I read your profile 
니 프로파일을 읽어봤는데

and you sound like a very nice person to make friends with......
우리는 참 좋은 친구가 될 것 같다.

would you like to be friends? I hope so!
친구 하지 않을래? 그러면 좋겠다!

Well i guess i'll talk to you soon! Bye!'
음, 나중에 또 얘기했으면 참 좋겠다! 안녕!'


----------



## Outsider

Portuguese:

_Oi! Chamo-me Laetitia. Li o seu perfil e você parece uma boa pessoa para fazer uma amizade... gostaria de ser meu amigo ou minha amiga? Espero que sim. Bem, então conversamos em breve! Chau!_


----------



## Ralf

This time in German:
Hallo,

ich heiße Laetitia. Ich habe dein Kurzportät gelesen und glaube, dass du ein ganz wunderbarer Mensch bist und dass wir vielleicht Freunde sein könnten. .... Würdest du denn mein Freund (meine Freundin - wenn adressing to a girl) sein wollen? Ich hoffe, dass du es möchtest. Also, ich denke, dass ich mich bald wieder bei dir melde. 

Tschüß, mach's gut!

Not that literal ... but rather colloquial German.

Ralf


----------



## _sandra_

Hi Laetitia!

Here you have it in Polish:

Cześć,
Jestem Laetitia. Przeczytałam twój profil i wydaje mi się, że jesteś osobą, z którą można by się zaprzyjaźnić. Co ty na to? Mam nadzieję, że chciałabyś.(chciałbyś - if he's a guy). Do usłyszenia niedługo. Narazie!
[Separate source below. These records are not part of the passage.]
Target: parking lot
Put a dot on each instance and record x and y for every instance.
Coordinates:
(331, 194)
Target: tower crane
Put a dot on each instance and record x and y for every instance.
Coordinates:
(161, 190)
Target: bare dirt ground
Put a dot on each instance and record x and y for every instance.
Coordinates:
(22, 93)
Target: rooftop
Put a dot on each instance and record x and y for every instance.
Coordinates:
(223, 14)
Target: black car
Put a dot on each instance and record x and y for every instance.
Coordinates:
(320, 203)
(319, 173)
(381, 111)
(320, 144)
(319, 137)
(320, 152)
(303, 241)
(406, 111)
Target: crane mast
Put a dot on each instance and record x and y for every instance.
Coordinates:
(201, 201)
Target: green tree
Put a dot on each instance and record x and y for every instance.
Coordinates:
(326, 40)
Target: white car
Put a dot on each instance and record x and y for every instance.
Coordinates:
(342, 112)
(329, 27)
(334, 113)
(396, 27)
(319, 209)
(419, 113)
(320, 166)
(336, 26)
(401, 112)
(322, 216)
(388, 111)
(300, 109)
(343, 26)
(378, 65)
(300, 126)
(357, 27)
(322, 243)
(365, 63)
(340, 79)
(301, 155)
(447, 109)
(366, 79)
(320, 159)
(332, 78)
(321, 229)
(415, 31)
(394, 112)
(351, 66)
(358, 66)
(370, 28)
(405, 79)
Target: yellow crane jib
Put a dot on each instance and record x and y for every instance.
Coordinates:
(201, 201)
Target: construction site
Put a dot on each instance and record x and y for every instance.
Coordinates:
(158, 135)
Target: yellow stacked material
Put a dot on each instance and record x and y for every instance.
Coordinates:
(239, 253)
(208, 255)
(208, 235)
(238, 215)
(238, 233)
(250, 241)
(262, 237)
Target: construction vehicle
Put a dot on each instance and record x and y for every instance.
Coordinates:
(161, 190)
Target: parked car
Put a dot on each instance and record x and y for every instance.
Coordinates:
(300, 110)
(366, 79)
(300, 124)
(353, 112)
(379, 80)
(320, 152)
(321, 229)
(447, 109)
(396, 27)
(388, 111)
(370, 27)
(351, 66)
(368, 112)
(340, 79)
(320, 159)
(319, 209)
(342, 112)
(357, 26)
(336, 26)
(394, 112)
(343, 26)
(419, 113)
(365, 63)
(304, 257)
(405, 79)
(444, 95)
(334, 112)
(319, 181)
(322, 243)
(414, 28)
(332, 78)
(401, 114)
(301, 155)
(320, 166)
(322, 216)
Same here.. Not a literal translation, but rather colloquial Polish.
Take care and have a nice weekend!
Sandra


----------



## kimSwe

Laetitia84 said:
			
		

> how would you say this in all different langauges:
> 
> 'Hello! My name is Laetitia. I read your profile and you sound like a very nice person to make friends with......would you like to be friends? I hope so! Well i guess i'll talk to you soon! Bye!'
> 
> Thanks!


 
In swedish:

"Hej! Mitt namn är Laetitia. Jag har läst din profil och du verkar vara en trevlig person att vara vän med.... Vill du bli min vän? Hoppas det! 
Ja, jag antar vi pratas snart! Hejdå!" 

This might sound a bit uncool, if it comes from a swede because of the common use of slang... =) But this is the way you say it in swedish=)


----------



## Jana337

Laetitia84 said:
			
		

> how would you say this in all different langauges:
> 
> 'Hello! My name is Laetitia. I read your profile and you sound like a very nice person to make friends with......would you like to be friends? I hope so! Well i guess i'll talk to you soon! Bye!'
> 
> Thanks!


Czech:

Ahoj! Jmenuji se Laetitia. Četla jsem tvůj profil a mám pocit, že bychom mohli být dobrými přáteli. Chceš se se mnou kamarádit? Doufám, že ano. Snad se brzy uslyšíme! Ahoj!

Jana


----------



## mahaz

Here is the Urdu transliteration.  salam, mera naam Laetitia hai. mai ne aap ki profile parhi tu aap mujhay dosti karnay k liye bohat achay lagay/lagi......aap mera dost banna pasand karain gay/gi. mujhay umeed hai! acha mera khayal hai k aap se jald hi baat ho gi! Khuda Hafiz!


----------



## Tobycek

Slovene:
*Živjo! Moje ime je Laetitia. Brala sem tvoj profil pa se mi zdi, da si dober tip s kom biti prijateljica......a bi ti tudi moj prijatelj? Upam, da! No, pa verjetno se bova kmalu pisala. Adijo!*
(this assumes that the person is male - it's very difficult to write a version that's not gender-specific!)


----------



## yasemin

Laetitia84 said:
			
		

> how would you say this in all different langauges:
> 
> 'Hello! My name is Laetitia. I read your profile and you sound like a very nice person to make friends with......would you like to be friends? I hope so! Well i guess i'll talk to you soon! Bye!'
> 
> Thanks!


 
turkish:
merhaba! (selam!) Benim adım Laetitia (Benim ismim Laetitia). kısa özgeçmişini okudum, arkadaşlık etmek için çok hoş birine benziyorsun.......... Arkadaş olmak ister misin? Öyle olduğunu umuyorum! Her neyse, sanırım kısa zamanda konuşuruz! Hoşçakal!


----------



## giselle113

Laetitia84 said:
			
		

> how would you say this in all different langauges:
> 
> 'Hello! My name is Laetitia. I read your profile and you sound like a very nice person to make friends with......would you like to be friends? I hope so! Well i guess i'll talk to you soon! Bye!'
> 
> Thanks!


 
哈囉!我是Laetitia.我看過你的資料,覺得你聽起來像是一個很好且值得當朋友的人.你想要跟我當朋友嗎?我希望可以...恩..我猜很快我就可以跟你聊天了!掰!
 (it's for people who want to talk informally.I think no one wants to talk too seriously.^^)


----------



## DareRyan

Laetitia84 said:
			
		

> how would you say this in all different langauges:
> 
> 'Hello! My name is Laetitia. I read your profile and you sound like a very nice person to make friends with......would you like to be friends? I hope so! Well i guess i'll talk to you soon! Bye!'
> 
> Thanks!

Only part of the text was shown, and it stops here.